Я понял, пришло время коронной речи. После последнего моего слова нужно будет уйти, оставив свинину и салатик кому-то, неизвестно даже кому. Собакам, вероятно. День шел явно не так, как я себе представлял за чашкой утреннего кофе. Даже после репетиции некрологической сценки я не предполагал, что придется ее сегодня использовать. Я был уродом. И знал это. Но еще большим гавнюком я стану только после того, как отвечу Сереже. Ведь моя гордость не позволяет совершать ошибки. Хоть я и знаю, что не прав, не позволю другим дать даже капельку намека на то, что усомнился в своей правоте. После полуминутной паузы, собравшись, я решил начать парировать его оскорбления:

- Я ублюдок? Сволочь? Разве есть хоть доля моей вины в том, что я не испытывал ничего к тому человеку? Неужели кто-то может нести ответственность за свои чувства? Может, это ты? Или ты предлагаешь мне притворяться? И убиваться в столовой у всех на виду? «Ой, посмотрите на меня, я рыдаю, потому что убил своего первого человека!

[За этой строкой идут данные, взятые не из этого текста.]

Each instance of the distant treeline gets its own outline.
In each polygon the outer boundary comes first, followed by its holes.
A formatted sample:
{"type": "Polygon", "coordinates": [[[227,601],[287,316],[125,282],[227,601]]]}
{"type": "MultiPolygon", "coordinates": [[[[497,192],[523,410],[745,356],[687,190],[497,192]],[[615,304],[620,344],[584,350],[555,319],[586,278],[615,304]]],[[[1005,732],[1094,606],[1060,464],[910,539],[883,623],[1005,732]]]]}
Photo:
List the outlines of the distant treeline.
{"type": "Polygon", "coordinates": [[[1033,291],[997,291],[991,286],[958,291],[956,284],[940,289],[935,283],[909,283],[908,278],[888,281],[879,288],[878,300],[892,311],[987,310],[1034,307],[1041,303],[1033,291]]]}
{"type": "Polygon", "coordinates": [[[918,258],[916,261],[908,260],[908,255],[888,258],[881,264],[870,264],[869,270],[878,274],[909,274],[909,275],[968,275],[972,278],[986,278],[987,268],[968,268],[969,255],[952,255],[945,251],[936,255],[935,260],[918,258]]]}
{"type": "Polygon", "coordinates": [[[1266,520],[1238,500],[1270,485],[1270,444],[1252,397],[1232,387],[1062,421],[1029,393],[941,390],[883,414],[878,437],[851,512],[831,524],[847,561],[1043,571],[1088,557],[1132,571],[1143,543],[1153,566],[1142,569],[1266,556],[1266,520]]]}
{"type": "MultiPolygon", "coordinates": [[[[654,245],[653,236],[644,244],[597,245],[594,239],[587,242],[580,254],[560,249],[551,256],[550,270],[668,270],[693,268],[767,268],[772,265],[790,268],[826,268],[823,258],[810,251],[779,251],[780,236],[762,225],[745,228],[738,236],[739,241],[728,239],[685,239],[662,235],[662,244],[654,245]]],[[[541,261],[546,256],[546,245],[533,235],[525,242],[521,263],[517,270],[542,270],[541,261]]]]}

Обратите на меня внимание!». Ты что, не можешь поплакать в одиночку? В подушку? Или мамке вечером?
Кстати, о мамках! Знаешь, что случилось с моей? Она умерла на операционном столе. А хирург подошел ко мне со слезами на глазах и сообщил об этом. Но через десять минут, решив налить себе воды, я увидел его ржущим со своими друзьями. И знаешь, что я тогда сделал? А ничего! Потому что нет его вины в том, что он ее не любил, как я, и не чувствовал к ней ничего! Скажу по секрету, ты угробишь еще больше людей, и если по каждому сраному поводу будешь так себя вести, я просто надеру тебе жопу, сопля, чтобы у тебя хотя бы была реальная причина пореветь. Теперь слушай сюда, щенок,: у тебя, наверное не один пациент в этой больнице был? Нет? Вот и иди работай, пытайся хоть другим помочь, а то тоже сдохнут, засранец ты ленивый. И чтобы больше я от тебя, Орлов, такой херни не видел, тебе ясно?

- Ясно...- тихо ответил мне он, уткнувшись взглядом на свои ботинки и подтерев сопли рукавом.
- Что-что?
- Так точно, сэр!- вскрикнул он так, что я чуть не дернулся. Сережа взглянул мне в глаза. У него они были полны все той же ненавистью, но и в какой-то степени благодарностью. У меня — желанием доесть свое мясо.
- Так вали нахер отсюда!,- неожиданно для себя заорал я.

Сережа соскочил со стула и побежал восвояси. Я смотрел на людей вокруг. Узрев мой взгляд, они отвернулись и наконец-то оставили меня в покое. Я не ушел отсюда, как предполагал, а остался доедать свой обед. Многие мысли посещали меня тогда. Я осознавал, прекрасно осознавал, что Сережино отношение к людям единственное правильное с моральной стороны. Но в то же время он врач, а это обязывает к определенным вещам. Ведь человек с подобным нравом не сможет выжить в мире постоянного стресса. Думаю, мы оба с ним что-то узнали из этого разговора. Сережа, несомненно, больше. Я — кое-что. Казалось, наша ругань поменяла все в госпитале: и людей, и атмосферу. И лишь одно оставалось неизменным: свинина в столовой все такая же вкусная, как и 21 год назад.